How much traffic is it filtering?
It's running an AMD RX-427BB?
Steve
-
All I have installed is ntopng and adguard home. But adguard is disable right now
It's really werid, it'll be running fine and then just stop working and I have to unplug the power and reboot for it to come back up. It seems to last 3-4 hours before crashing.
Yes it has the amd cpu
WAN traffic is 500mbps/50mbps
Max 20 clients connected
It seems to crash when there isn't any traffic or much load
-
Check the system logs for watchdog errors from the Realtek driver.
-
@stephenw10
I've looked for logs but can't seem to find any that show any errors.Is there a way to just disable the realtek nic to see if that is the culprit?
-
If you're not using it then it can't be the problem. Typically a Realtek NIC will stop responding but the rest of the firewall still functions.
Do you see any sort of crash report? Does the console still respond?Steve
-
@stephenw10
No crash report or logs that I can find.When it crashes the web gui stops working and I can't ssh in anymore.
Temperatures never get over 40c and ram usage is never above 10%.
-
Have you tried connecting to the console when that happens?
Or logging the console output would be better if you can. There are some errors that only appear on the console.
-
-
Could be either (or both!). It depends how it was installed. If it has a serial port and you enable the serial console you can log it's output on a terminal client which is useful.

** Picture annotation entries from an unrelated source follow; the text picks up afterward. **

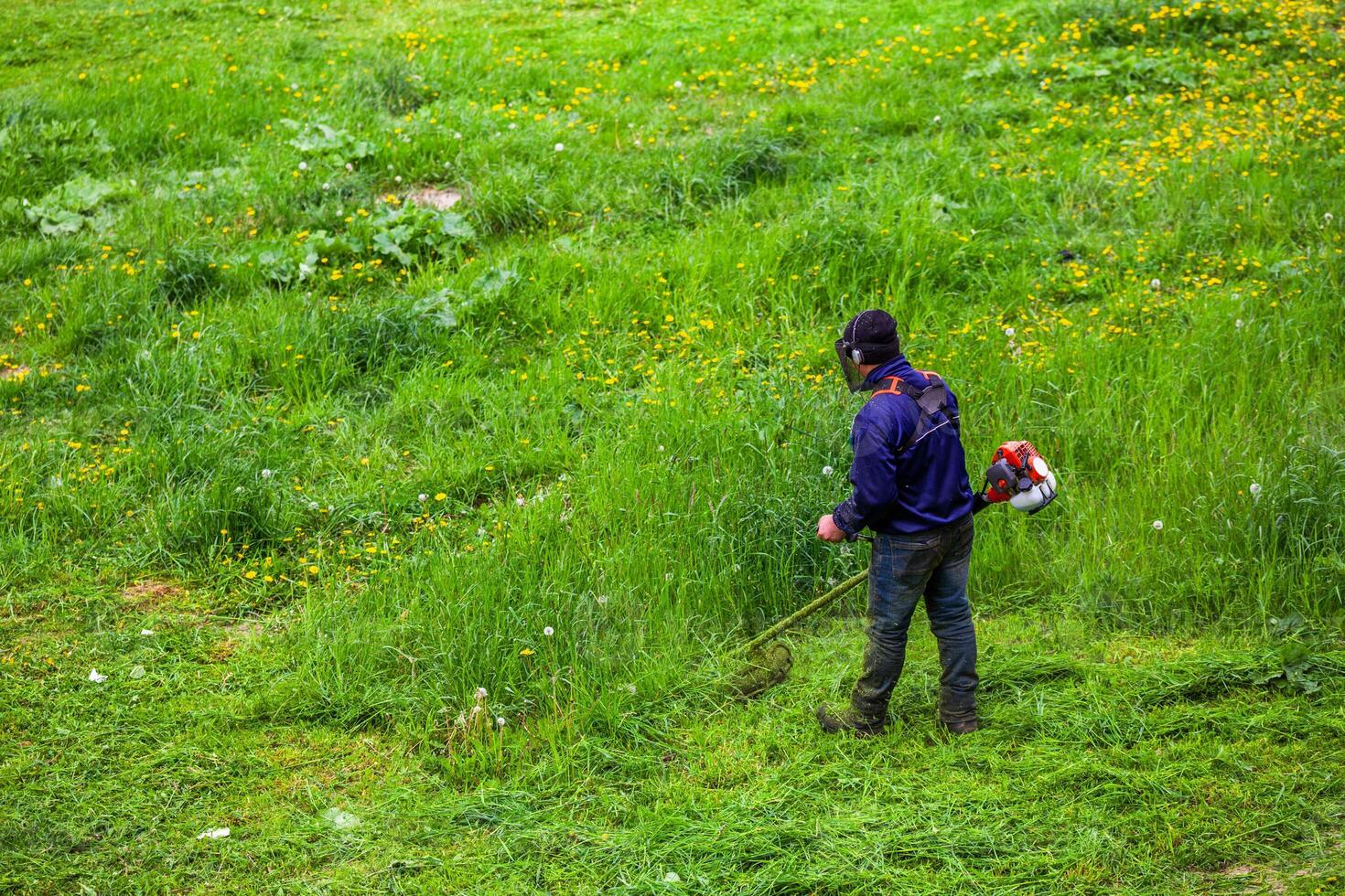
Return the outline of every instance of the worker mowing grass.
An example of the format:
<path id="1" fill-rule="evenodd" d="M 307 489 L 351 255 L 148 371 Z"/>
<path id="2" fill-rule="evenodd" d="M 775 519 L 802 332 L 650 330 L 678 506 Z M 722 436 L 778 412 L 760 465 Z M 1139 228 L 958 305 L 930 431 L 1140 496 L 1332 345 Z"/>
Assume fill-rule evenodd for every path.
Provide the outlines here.
<path id="1" fill-rule="evenodd" d="M 907 633 L 924 598 L 939 641 L 939 719 L 952 733 L 979 727 L 976 633 L 967 598 L 974 540 L 971 490 L 958 400 L 937 373 L 915 369 L 901 353 L 897 325 L 882 310 L 846 324 L 837 355 L 851 392 L 869 394 L 850 433 L 853 493 L 818 520 L 818 537 L 873 535 L 868 646 L 850 705 L 818 707 L 829 732 L 882 733 L 901 677 Z"/>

It's probably using the video console though so just connect a monitor/keyboard and see if it's still responding there.Steve
-
@stephenw10
Nothing was responding serial cable or video. I have been trying all day to get errors and I finally was able to from the console before the screen just went black. Look like there could be more but I can't make them out before everything goes black. Not much but maybe can help:ixl1: Malicious Driver Detection event 1 on RX queue 771, pf number 0 (PF-1)
-
Hmm, do you have a bridge configured?
That looks like this known issue: https://redmine.pfsense.org/issues/13003
Though that doesn't normally crash the OS entirely AFAIK.You should be able to use the console when it running normally, that is functional I assume?
If it just stops responding when this happens try pressing
ctl+t
that can respond when nothing else will. If it does it should show you what it's waiting for.Steve
-
@stephenw10
No bridge that I am aware of unless it automatically did during the install.I am using one of the ports for the wan and the other for the lan. The realtek is not being used.
The console works right up to the point where everything goes down and then everything just has a black screen or loses connection.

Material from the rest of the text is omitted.